Volatility Module

How it works

The Volatility Module works by analysing all available trading pairs on your selected exchange, and creating buy signals based on the configuration options given. For instance, a Volatility module can be used to create a strategy that buys any coin that gained at least 3% in the last 5 minutes. This can run as its own strategy, or be paired with a Oscillator & Moving Averages module and/or a Technical Analysis Module. Learn more about how Stacked/Multi-layered Modules work here.

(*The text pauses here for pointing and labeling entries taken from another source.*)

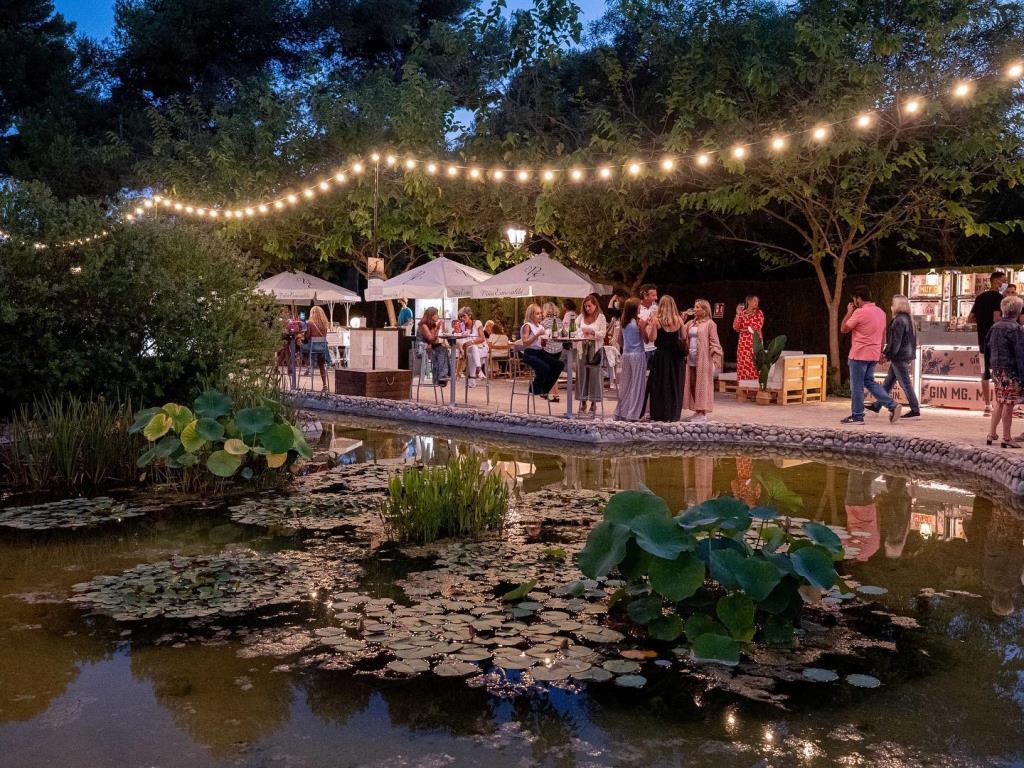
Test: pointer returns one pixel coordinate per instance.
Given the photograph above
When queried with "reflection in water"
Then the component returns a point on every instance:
(909, 535)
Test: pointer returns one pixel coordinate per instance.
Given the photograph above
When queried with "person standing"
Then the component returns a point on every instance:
(749, 320)
(901, 344)
(666, 380)
(590, 381)
(704, 355)
(866, 323)
(632, 378)
(648, 306)
(984, 313)
(1006, 353)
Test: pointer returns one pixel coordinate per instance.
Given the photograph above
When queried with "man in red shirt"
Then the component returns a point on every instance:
(867, 324)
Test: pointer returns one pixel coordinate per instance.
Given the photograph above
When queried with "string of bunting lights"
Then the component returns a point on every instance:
(906, 107)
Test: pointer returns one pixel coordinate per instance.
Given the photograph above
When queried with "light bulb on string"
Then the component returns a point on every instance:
(963, 89)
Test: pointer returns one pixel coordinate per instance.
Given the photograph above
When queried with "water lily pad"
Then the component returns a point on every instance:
(863, 681)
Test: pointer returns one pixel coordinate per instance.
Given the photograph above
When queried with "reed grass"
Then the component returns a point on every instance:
(455, 501)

The Volatility Module, in addition to the General Config Options uses two main variables that define the way it works: Price Change and Timeframe

 

Price Change

This represents the minimum threshold in % that any coin needs to gain before a trade can be triggered. For instance setting it to 5 means that AESIR will check across all coins on the exchange for one that has gained a minimum of 5% within the Timeframe defined below.

 

Timeframe

The maximum amount of time in which the Price Change happens. This is a rolling window, and if the Price Change is reached before the Timeframe limit, it will still trigger a trade.

 

Examples

Let's say that you want to buy any coin on Binance whose rose by at least 5% in the last 3 minutes. In this scenario, you will set Price Change to and Timeframe to 180. Any coin whose price raises by at least 5% within a 3 minute rolling-window of time would qualify and thus a trade would be placed. The above is just an example, as you will probably need to find a strategy that suits you.